Daniel Kaluuya in Blue/Orange
How do you revive a classic?
The Young Vic have revived Blue/Orange – by all accounts one of the best plays of the last 20 years, and with a stellar cast from 2000 watching curiously from the history books. However, with the NHS currently undergoing the biggest crisis since its founding, this is a canny selection by artistic director David Lan.
The story is this – young, idealistic doctor Bruce (Luke Norris) battles with an older, jaded consultant Robert (David Haig) over the correct treatment for Bruce’s mental health patient Christopher (Daniel Kaluuya). The young doctor knows Christopher should stay in the facility for longer so he can be properly diagnosed. The older doctor knows they don’t have the beds, and besides, Christopher doesn’t seem particularly crazy. The superbly twitchy, jumpy Christopher is caught in the middle, alternately angry and confused, as the levels of professionalism from the two doctors descend.

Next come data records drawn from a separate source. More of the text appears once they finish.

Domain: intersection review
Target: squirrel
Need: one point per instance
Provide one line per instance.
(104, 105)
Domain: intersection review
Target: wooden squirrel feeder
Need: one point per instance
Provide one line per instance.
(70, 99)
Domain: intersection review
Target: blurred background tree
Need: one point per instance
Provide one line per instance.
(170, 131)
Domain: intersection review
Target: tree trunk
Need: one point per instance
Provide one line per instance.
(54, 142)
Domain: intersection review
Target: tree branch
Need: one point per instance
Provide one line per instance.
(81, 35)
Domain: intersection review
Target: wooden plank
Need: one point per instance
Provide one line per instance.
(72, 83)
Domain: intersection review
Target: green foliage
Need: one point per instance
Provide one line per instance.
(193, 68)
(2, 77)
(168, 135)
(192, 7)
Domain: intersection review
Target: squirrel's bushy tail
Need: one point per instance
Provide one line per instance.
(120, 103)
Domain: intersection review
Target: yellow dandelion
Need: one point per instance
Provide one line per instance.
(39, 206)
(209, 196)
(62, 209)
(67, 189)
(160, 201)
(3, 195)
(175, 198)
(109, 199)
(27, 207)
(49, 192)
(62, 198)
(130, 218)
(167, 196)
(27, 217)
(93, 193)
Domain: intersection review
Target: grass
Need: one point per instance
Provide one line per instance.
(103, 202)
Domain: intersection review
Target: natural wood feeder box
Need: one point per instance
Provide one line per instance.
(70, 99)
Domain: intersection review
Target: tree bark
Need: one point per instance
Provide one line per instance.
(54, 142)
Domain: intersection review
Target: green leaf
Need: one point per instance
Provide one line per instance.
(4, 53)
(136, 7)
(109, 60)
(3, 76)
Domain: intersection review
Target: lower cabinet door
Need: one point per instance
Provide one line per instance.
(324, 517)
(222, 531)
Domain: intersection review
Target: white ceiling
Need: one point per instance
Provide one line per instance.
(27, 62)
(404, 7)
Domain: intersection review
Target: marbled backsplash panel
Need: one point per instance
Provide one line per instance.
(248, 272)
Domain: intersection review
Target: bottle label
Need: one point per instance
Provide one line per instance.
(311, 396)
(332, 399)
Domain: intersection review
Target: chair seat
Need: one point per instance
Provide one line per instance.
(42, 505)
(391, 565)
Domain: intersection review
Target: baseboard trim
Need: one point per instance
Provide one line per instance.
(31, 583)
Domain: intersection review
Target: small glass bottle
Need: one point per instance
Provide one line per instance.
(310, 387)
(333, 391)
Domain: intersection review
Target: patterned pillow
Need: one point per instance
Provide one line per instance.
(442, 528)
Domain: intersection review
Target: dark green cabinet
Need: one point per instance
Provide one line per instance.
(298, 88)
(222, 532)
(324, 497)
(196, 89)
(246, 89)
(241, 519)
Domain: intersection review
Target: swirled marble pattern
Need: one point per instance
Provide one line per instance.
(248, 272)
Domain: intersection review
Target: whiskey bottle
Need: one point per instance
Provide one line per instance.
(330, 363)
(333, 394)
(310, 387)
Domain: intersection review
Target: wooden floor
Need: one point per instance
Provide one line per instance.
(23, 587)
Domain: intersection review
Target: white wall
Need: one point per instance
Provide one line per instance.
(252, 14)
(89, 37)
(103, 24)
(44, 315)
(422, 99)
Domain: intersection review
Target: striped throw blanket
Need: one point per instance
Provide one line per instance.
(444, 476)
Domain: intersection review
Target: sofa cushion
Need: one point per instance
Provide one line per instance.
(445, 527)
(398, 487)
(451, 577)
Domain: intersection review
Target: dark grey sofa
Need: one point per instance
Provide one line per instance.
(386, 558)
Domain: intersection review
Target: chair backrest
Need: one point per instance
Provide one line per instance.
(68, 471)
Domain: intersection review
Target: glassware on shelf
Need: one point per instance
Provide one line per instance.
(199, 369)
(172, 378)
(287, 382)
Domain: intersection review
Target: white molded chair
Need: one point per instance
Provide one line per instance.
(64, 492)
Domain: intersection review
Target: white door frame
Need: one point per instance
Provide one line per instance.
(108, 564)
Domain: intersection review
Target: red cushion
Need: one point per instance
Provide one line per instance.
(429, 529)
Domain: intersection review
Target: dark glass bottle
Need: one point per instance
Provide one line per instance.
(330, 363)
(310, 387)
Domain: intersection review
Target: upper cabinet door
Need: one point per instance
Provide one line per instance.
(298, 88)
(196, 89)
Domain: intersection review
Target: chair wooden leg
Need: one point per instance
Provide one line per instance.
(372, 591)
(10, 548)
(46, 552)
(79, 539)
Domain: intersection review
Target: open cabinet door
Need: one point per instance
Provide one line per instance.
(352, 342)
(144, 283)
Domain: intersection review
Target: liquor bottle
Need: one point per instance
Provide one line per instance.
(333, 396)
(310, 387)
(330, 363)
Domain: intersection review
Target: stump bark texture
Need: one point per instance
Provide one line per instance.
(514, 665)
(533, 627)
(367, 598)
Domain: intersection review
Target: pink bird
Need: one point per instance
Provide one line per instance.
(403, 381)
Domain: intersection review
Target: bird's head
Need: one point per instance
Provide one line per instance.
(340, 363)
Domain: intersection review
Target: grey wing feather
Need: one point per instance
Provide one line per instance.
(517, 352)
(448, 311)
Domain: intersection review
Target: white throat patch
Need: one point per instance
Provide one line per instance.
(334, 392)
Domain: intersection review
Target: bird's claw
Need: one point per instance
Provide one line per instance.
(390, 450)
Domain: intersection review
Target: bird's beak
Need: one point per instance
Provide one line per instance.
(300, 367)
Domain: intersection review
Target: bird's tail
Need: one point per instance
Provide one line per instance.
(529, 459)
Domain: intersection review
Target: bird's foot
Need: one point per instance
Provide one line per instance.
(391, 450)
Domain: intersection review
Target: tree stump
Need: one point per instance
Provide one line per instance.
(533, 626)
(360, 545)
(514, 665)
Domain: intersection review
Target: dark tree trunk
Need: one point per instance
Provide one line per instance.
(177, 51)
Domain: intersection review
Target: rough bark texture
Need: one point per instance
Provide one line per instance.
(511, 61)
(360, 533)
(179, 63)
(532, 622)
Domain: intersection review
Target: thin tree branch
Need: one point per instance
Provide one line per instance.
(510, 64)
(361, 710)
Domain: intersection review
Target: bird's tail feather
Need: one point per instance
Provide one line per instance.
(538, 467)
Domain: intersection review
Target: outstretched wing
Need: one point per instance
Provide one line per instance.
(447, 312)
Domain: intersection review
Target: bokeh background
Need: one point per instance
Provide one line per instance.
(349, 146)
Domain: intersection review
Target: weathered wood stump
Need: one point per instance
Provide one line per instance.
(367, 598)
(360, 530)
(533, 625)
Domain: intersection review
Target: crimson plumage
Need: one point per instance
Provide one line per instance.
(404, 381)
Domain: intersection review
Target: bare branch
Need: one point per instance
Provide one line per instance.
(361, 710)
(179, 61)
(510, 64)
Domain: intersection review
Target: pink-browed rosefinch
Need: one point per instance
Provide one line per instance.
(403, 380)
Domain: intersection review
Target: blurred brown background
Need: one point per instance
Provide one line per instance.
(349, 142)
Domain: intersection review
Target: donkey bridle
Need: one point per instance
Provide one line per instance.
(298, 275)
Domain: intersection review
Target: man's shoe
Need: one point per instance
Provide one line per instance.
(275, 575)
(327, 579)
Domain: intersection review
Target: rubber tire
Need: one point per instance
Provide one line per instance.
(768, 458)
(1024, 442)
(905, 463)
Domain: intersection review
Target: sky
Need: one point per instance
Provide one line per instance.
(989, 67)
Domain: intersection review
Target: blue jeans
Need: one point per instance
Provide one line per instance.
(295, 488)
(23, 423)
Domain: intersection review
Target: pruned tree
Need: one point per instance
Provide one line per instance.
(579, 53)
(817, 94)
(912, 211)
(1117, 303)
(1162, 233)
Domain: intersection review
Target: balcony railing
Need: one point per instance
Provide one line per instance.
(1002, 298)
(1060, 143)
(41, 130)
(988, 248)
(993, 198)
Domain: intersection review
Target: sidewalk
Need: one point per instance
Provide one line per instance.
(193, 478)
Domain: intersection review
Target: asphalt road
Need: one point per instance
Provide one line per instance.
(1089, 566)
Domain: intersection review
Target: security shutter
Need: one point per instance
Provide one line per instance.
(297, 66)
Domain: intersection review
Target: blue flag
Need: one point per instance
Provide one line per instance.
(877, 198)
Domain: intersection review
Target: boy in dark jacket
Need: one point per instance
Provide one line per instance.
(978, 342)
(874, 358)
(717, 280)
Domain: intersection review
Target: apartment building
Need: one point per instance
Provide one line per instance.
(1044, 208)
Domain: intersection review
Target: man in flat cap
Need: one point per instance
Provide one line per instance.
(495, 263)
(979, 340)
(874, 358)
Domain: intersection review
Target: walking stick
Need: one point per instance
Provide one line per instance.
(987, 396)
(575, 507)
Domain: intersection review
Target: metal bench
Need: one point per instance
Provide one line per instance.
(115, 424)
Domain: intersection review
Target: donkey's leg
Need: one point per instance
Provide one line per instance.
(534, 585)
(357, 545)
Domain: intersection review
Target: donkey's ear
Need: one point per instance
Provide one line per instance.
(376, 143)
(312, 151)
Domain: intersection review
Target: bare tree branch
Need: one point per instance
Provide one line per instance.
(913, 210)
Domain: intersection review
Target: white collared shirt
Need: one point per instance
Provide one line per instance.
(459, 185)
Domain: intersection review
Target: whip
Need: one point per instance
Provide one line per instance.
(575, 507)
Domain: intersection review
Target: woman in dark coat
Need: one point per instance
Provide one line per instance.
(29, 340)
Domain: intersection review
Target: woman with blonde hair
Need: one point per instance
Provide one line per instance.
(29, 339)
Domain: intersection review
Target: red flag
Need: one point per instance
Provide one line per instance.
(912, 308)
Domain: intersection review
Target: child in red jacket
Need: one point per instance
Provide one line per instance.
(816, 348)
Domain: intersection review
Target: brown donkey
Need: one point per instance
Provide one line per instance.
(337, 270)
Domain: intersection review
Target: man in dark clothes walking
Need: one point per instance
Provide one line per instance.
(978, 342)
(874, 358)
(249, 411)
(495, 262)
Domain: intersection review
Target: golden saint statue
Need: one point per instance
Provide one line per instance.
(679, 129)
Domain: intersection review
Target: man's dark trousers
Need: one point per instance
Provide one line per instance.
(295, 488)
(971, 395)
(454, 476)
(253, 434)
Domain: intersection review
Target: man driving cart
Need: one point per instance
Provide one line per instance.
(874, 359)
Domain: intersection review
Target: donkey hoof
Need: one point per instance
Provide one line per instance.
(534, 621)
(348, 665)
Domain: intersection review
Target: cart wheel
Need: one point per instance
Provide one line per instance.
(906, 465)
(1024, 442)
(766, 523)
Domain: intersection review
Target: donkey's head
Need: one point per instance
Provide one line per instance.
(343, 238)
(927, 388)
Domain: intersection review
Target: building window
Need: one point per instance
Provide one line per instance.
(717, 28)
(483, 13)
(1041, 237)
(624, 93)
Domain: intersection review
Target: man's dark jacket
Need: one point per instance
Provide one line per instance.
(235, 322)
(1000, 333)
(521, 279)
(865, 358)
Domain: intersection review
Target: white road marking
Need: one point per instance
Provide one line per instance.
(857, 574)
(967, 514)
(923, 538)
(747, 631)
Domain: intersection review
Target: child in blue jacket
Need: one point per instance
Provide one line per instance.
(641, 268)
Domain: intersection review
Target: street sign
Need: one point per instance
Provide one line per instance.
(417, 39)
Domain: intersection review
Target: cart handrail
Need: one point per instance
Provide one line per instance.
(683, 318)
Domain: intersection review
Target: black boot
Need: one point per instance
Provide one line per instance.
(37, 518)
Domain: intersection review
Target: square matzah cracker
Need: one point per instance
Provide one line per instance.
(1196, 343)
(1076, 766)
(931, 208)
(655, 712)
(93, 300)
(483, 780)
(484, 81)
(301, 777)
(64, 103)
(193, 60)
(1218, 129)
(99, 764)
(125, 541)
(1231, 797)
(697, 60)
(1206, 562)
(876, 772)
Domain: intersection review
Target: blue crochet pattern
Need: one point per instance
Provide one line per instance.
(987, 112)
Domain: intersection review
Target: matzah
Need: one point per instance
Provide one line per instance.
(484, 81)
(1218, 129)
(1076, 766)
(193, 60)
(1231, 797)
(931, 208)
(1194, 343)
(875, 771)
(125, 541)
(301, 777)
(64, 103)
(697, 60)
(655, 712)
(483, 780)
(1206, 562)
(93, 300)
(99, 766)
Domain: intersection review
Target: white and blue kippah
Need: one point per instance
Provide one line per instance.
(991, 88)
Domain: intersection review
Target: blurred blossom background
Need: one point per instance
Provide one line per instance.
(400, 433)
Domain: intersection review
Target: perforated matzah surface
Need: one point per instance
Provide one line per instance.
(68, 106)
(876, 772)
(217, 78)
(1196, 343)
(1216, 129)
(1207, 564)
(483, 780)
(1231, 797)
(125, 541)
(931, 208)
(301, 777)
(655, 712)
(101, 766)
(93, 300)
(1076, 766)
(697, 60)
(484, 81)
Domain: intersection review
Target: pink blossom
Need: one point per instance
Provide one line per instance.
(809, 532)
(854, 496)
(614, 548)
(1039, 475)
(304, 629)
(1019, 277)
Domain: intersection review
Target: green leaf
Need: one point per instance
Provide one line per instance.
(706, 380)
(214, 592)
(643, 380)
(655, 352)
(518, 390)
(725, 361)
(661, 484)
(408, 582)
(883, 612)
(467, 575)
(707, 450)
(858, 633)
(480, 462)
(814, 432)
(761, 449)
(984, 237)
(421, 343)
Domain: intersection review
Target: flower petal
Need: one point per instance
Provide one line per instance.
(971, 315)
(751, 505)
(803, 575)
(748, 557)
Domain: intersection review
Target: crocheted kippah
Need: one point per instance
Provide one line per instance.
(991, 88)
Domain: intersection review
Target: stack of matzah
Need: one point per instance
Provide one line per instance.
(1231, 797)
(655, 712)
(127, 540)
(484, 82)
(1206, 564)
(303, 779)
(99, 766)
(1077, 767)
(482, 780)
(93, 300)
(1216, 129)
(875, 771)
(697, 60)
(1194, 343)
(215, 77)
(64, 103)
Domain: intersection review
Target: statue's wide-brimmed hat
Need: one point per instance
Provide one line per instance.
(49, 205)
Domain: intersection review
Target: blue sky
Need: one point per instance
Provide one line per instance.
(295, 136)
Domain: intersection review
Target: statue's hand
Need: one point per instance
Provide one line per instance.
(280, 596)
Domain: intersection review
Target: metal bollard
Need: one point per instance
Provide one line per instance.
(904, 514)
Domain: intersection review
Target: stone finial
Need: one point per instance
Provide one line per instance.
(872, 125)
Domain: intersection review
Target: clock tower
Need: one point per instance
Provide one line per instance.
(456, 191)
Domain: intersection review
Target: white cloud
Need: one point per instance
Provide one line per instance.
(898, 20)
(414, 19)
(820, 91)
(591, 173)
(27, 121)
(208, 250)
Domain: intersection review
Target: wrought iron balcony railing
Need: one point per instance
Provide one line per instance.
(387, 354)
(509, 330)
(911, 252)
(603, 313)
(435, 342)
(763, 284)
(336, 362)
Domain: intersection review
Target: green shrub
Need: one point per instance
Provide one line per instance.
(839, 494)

Joe Penhall’s script stands the test of time – it’s still fantastic. If it weren’t for the constant smoking in the consultation room, you wouldn’t know it was seventeen years old. Jokes about cuts and the pension age are even more prescient now, but Penhall’s politics are more acutely focussed on the personal. Yes, the lack of beds is often cited as an issue, but the real power struggle is between the consultant whose mind is already on the golf course and a junior doctor trying to do the right thing.
And this battleground is perhaps where this production falls down a little – Haig is no Bill Nighy (who played Robert in the original production), and Haig’s Robert comes off as a bumbler, rather than merely self-important. We start to doubt he has the authority he claims to hold, and wonder how this hospital ever ended up employing him at all, let alone promoting him.
The second act – which has rich potential for comedy – can only be funny if we believe that this ‘consultant’ would be legitimately stupid enough to try to explain his lectures (on the racism inherent in the NHS) to one of his black patients. As it is, the whole scenario is so unbelievable that this particular scene started to drag. However, this is nit-picking, as the vast majority of the show zips along with a frenetic, nervous energy; the third act is frankly breathtaking.
The play itself raises questions of class, race, sanity and subjectivity. Can anybody ever truly assess another person’s mental wellbeing? Is it possible to be objective? We can’t help but see each other through the prism of our own experience. And some people think oranges are blue.
Overall, this is a fine production. The interplay between the three is pleasing, the politics are prescient, the direction sound. Highly recommended.